Market

Jangan Terulang Beda Data Beras, BPS Gelar Sensus Pertanian

Kalau tak ada aral, Badan Pusat Statistik (BPS) melakukan Sensus Pertanian 2023 (ST2023) di seluruh Indonesia. Ini sensus pertanian ketujuh sejak 1963.

“ST2023 diharapkan mampu menjadi rujukan dalam penyusunan kebijakan strategis sektor pertanian sehingga meningkatkan kualitas desain kebijakan yang diformulasikan,” kata Sekretaris Utama BPS, Atqo Mardiyanto dalam pernyataan tertulisnya, Jumat (2/6/2023).

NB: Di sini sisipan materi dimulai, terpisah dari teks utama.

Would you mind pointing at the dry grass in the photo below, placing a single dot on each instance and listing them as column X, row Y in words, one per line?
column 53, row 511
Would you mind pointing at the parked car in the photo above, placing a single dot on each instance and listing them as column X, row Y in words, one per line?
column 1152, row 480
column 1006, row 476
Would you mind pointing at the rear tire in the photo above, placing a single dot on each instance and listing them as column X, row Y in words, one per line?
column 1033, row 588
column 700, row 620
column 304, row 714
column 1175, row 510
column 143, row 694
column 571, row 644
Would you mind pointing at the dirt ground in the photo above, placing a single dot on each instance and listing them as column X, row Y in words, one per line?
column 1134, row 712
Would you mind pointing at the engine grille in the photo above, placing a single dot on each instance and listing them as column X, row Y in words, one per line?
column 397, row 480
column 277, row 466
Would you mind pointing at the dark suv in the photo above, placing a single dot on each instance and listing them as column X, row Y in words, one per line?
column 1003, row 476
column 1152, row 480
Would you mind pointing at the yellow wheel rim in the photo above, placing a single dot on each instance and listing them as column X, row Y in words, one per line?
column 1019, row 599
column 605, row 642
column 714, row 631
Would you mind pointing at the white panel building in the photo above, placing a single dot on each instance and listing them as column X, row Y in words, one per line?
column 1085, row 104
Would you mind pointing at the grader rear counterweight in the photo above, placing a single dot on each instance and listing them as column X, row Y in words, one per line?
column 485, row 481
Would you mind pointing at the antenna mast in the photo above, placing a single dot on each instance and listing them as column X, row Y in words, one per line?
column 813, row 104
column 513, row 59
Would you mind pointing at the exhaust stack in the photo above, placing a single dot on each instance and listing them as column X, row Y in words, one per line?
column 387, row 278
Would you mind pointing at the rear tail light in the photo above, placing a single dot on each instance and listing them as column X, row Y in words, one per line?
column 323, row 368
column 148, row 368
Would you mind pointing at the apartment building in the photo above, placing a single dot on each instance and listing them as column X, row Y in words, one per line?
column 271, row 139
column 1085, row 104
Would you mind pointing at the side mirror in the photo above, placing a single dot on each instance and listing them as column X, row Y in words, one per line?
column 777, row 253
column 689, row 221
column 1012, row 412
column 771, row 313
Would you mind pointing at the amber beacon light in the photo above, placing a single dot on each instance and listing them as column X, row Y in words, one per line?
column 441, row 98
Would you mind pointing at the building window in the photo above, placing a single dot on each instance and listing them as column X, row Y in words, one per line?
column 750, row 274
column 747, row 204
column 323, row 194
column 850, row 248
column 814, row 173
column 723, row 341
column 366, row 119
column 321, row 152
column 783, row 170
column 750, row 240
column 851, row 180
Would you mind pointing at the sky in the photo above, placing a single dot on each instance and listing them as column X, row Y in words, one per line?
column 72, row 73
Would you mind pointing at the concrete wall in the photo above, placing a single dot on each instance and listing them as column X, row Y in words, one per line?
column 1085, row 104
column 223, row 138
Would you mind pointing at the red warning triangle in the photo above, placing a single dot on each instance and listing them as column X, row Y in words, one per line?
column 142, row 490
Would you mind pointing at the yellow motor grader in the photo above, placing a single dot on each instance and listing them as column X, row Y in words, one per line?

Dia menjelaskan, pelaksanaan ST2023 diharapkan juga mampu memberikan gambaran komprehensif terkait kondisi pertanian di Indonesia sampai wilayah terkecil. Dia memastikan, data hasil ST2023 juga digunakan sebagai kerangka sampel survei pertanian dan sebagai benchmark statistik pertanian yang ada saat ini. “ST2023 bertujuan untuk menyediakan data struktur pertanian, terutama untuk unit- unit administrasi terkecil,” ucap Atqo.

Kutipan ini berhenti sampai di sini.